Nanotechnology might offer some of the quickest, cleanest ways on the horizon to treat contaminated water. Consider, for example, a new nanomolecule that speeds up the breakdown of TCE in groundwater by “many orders of magnitude,” according to its co-creator Michael S. Wong, assistant professor of chemistry and biomolecular engineering at Rice University.
“It breaks down into ethane and chloride salt, which are both fairly harmless,” he says. “Nature itself actually can get rid of a lot of chemicals, but very slowly. Our catalyst kick-starts the reaction and accelerates it.”
Initial trials were so surprisingly successful, he says, that work is underway to do controlled trials at actual sites. Wong and his colleagues plan to construct a larger tank with the catalysts inside, run contaminated water into it, and see how well the nanocatalyst works in breaking down TCE from real spill sites.

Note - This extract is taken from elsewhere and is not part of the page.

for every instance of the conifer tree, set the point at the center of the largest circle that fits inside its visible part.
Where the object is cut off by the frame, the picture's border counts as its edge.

Wong’s is not the only research that could someday be used to clean up the mess left by previous generations of chemicals. Nanotech can also bind arsenic to iron, so magnets can draw out the iron-bound arsenic. And since arsenic in drinking water is a problem around the world, including many places in California, such technology could offer hope for communities worldwide where finding uncontaminated drinking water occupies much of residents’ time and energy.
All of which goes to show that to abandon all nanotechnology because of concerns about its safety might do more harm than good. As research by Cornell law professor Kysar and others has shown, people often overestimate the risks of new technology and underestimate its benefit. “We tend to think that anything that has a high risk has a low benefit, and that’s just not true,” Kysar says.